Encore une fois, le potentiel s'exprime par rapport à une direction d'évolution et non pas de façon absolue. La connaissance de cette ou ces directions est nécessaire au développeur pour arbitrer les abstractions à privilégier et les parties à optimiser.
Cette connaissance consiste en une sorte d'idéalité Logiciel visée par le développeur. Cela sera le sujet d'un prochain billet.
Il serait intéressant d'étudier les rapports entre forme et contraintes: le logiciel est développé par rapport à des contraintes et par anticipation de contraintes à venir, mais le processus de développement lui-même crée d'autres contraintes, en quelque sorte "colatérales" aux réponses apportées aux contraintes connues.
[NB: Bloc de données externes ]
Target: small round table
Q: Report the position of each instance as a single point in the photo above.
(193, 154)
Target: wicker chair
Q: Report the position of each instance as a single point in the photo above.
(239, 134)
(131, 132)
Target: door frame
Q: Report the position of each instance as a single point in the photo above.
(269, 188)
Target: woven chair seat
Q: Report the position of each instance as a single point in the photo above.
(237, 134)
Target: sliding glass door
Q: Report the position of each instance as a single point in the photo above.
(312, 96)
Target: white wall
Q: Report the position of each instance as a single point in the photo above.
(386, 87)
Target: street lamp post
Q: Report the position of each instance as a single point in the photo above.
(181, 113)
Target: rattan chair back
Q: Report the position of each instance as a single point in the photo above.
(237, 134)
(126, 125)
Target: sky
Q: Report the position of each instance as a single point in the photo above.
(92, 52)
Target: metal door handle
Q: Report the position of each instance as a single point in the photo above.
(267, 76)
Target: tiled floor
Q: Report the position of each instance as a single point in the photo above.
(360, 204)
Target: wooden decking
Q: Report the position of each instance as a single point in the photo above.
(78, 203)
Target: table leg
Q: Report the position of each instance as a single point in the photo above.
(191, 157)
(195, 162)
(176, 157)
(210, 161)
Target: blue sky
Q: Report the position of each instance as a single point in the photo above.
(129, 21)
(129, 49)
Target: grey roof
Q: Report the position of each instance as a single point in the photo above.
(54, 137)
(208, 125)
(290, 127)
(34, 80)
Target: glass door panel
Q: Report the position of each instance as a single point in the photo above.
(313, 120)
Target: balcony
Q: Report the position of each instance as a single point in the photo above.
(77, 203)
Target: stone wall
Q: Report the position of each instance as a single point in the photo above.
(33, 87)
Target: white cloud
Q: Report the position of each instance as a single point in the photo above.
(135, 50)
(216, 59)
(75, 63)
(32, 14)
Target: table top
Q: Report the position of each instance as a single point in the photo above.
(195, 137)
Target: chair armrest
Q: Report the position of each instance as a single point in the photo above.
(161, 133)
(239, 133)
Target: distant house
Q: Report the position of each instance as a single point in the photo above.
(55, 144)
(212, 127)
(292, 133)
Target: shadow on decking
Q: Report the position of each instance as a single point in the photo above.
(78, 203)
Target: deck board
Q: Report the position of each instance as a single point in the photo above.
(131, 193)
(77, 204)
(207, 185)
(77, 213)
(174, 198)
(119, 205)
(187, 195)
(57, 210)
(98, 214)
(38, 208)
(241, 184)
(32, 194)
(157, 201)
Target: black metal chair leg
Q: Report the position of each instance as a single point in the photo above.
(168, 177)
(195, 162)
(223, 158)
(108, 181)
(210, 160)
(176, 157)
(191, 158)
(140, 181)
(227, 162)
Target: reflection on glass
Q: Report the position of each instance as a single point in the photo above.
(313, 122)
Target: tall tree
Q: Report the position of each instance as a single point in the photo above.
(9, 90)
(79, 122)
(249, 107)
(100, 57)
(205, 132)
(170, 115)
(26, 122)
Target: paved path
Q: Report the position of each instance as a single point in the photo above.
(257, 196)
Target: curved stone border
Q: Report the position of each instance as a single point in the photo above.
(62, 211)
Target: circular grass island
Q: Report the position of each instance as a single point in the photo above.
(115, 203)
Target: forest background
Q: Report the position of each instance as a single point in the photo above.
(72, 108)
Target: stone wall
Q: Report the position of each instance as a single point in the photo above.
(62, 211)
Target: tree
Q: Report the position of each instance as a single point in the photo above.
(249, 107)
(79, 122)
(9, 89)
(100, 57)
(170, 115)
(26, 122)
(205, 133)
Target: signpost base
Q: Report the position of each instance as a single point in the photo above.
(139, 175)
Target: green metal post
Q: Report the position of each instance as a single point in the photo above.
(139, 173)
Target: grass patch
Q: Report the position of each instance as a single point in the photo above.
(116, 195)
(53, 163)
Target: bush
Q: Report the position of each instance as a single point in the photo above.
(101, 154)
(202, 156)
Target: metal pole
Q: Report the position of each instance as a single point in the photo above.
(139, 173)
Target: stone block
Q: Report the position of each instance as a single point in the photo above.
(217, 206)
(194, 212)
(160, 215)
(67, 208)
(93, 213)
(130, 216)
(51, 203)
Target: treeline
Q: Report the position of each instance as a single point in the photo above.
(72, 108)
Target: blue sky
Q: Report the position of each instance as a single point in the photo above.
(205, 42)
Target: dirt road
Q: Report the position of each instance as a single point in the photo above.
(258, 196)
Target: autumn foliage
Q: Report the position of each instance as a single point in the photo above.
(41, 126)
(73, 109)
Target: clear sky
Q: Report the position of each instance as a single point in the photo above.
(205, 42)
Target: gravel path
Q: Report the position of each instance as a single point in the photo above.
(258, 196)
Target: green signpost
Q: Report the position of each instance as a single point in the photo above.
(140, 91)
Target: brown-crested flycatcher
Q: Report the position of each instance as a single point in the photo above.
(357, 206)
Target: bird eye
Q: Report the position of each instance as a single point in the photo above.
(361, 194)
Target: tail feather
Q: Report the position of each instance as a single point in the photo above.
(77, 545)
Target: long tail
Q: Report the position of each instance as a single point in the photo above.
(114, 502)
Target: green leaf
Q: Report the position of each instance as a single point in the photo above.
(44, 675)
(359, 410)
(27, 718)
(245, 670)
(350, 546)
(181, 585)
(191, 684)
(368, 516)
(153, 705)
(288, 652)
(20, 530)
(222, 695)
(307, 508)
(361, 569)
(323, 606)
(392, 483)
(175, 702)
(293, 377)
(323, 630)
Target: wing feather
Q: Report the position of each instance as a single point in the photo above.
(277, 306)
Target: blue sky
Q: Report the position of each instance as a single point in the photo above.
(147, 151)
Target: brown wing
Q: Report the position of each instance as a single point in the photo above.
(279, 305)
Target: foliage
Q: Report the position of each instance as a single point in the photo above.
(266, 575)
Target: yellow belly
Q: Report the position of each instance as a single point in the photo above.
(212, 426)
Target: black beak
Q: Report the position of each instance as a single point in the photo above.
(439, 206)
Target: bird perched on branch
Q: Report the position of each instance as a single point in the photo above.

Par ailleurs, les interfaces de modules, de composants, sont un cas un peu particulier dans la mesure ou la nécessité de compatibilité arrière nécessite d'avoir un "potentiel de non-évolution" en quelque sorte, tout en permettant des aménagements dans la partie implémentation.
On parle bien de logiciel libre et non de programme libre, le potentiel d'évolution revêtant une grande importance dans le mouvement du logiciel libre qui consiste justement, en autorisant les modifications, à permettre les améliorations. Des "programmes libres" n'auraient que peu d'intérêt puisque leur possibilité d'évolution seraient limitées.